Bernard "Barney" Conrad Hartman (2 November 1916 – 30 October 2016) was a world champion skeet shooter, National Skeet Shooting Association Hall of Fame Inductee, Canadian Sports Hall of Famer, and recipient of the Order of Canada. Hartman is the author of Hartman on Skeet, a 1967 instructional book published by McLellan and Stewart referred to as "the definitive book on skeet."

== Life and career ==
Bernard "Barney" Conrad Hartman was born in Swan River, Manitoba on 2 November 1916. Growing up on farms, he learned to hunt to help feed his family during the Great Depression.

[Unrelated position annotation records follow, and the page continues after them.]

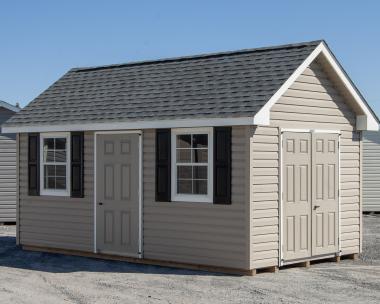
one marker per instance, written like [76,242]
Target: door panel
[297,195]
[325,199]
[310,194]
[117,180]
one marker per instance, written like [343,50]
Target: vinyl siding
[54,221]
[312,102]
[371,171]
[199,233]
[264,174]
[7,172]
[7,178]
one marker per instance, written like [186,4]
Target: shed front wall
[371,171]
[197,233]
[57,221]
[312,102]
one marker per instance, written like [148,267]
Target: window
[55,160]
[192,172]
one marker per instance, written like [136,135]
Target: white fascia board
[136,125]
[366,122]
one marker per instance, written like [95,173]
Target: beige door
[310,194]
[296,195]
[325,193]
[117,194]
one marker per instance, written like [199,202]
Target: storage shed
[7,167]
[237,161]
[371,171]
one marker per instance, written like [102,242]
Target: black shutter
[222,165]
[77,170]
[163,165]
[34,164]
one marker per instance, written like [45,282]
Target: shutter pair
[77,164]
[222,165]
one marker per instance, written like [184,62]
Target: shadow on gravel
[13,256]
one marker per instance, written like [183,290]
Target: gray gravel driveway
[32,277]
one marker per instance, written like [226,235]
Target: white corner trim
[364,122]
[134,125]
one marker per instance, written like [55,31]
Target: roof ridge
[206,55]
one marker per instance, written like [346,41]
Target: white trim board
[153,124]
[365,121]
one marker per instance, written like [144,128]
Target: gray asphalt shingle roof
[231,84]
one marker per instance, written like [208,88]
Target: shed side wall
[7,172]
[312,102]
[53,221]
[371,171]
[199,233]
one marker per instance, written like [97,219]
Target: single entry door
[310,176]
[117,194]
[325,202]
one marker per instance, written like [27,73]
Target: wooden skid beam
[232,271]
[353,256]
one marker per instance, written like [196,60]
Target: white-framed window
[192,165]
[55,164]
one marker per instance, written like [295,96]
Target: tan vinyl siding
[7,172]
[312,102]
[371,171]
[264,196]
[54,221]
[199,233]
[7,178]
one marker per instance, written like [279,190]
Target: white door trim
[281,262]
[139,132]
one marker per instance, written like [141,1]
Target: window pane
[184,141]
[200,156]
[49,170]
[200,186]
[49,183]
[60,156]
[48,143]
[184,186]
[184,156]
[48,156]
[60,143]
[184,172]
[200,172]
[61,183]
[60,171]
[200,141]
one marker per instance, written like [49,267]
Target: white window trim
[196,198]
[68,161]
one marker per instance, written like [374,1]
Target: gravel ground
[31,277]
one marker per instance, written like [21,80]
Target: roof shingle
[232,84]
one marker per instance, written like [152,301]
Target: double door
[310,201]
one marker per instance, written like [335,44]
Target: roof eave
[132,125]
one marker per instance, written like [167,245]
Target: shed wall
[371,171]
[199,233]
[312,102]
[54,221]
[7,172]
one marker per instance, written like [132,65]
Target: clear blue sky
[41,40]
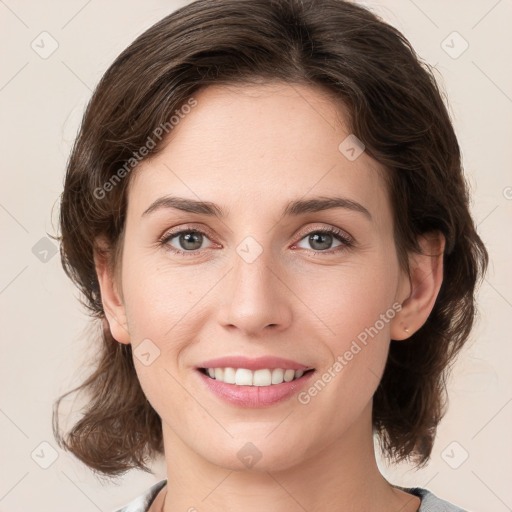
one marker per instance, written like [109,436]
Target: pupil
[191,238]
[319,245]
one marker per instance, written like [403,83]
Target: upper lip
[258,363]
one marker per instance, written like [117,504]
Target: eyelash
[339,235]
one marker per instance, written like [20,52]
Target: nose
[256,297]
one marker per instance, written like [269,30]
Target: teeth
[245,377]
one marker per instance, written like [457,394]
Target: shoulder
[431,503]
[142,502]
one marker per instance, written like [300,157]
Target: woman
[266,209]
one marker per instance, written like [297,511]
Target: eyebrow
[294,208]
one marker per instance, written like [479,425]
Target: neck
[342,476]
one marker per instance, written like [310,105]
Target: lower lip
[255,396]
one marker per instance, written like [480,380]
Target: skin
[251,150]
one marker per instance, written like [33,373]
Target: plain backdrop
[52,55]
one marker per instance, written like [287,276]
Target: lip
[254,396]
[259,363]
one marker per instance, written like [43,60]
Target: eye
[322,239]
[190,241]
[186,240]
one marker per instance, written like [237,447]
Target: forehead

In 1938, only one year before Canada entered World War II, Hartman joined the Royal Canadian Air Force as an aero-engine mechanic. Without a university degree, his desire to fly Spitfires could not be realized until two years later when Canada lifted education restrictions for pilots, to help with the war effort. Hartman scored so highly on his flight tests that he was made an instructor for the RCAF for the war's duration in Saskatoon, Saskatchewan. Hartman stayed in the RCAF until mandatory retirement 25 years later, flying Search and Rescue flights out of Goose Bay, Labrador.

Hartman began skeet shooting while stationed in Goose Bay, Labrador, winning his first competition in 1949. Between 1957 and 1962, Hartman captured seven consecutive amateur Canadian Skeet Shooting Championships and placed first or second in a number of categories in the NSSA World Skeet Shooting Championships. Hartman won the bronze medal at the 1959 Pan Am Games and again at the 1963 Pan Am Games. In 1963 Harman captured both the Canadian and World Championships. Hartman was named captain of the all-American National Skeet Shooting Association (NSSA) ten times in the sixteen years that he was a member. He has held or tied almost 30 world titles in 12, 20, 28, .410 gauge and all-around categories.

Hartman's consistent performance in the world of skeet shooting earned him the nickname The Shooting Machine and Mechanical Man. In 1963, he was known to have smashed 2002 consecutive birds.
Hartman was inducted into eight sports halls of fame including: the American Skeet Shooting Hall of Fame; Canadian Armed Forces Sports Hall of Fame; Canadian Sports Hall of Fame; Ottawa Sport Hall of Fame; Manitoba Sports Hall of Fame and the Recreation Association's (R.A. Centre) Hall of Fame Sports Award.

In 1960, Hartman was featured in the O'Keefe Great Achievements in Sports series.

He died in 2016, just 2 days shy of his 100th birthday.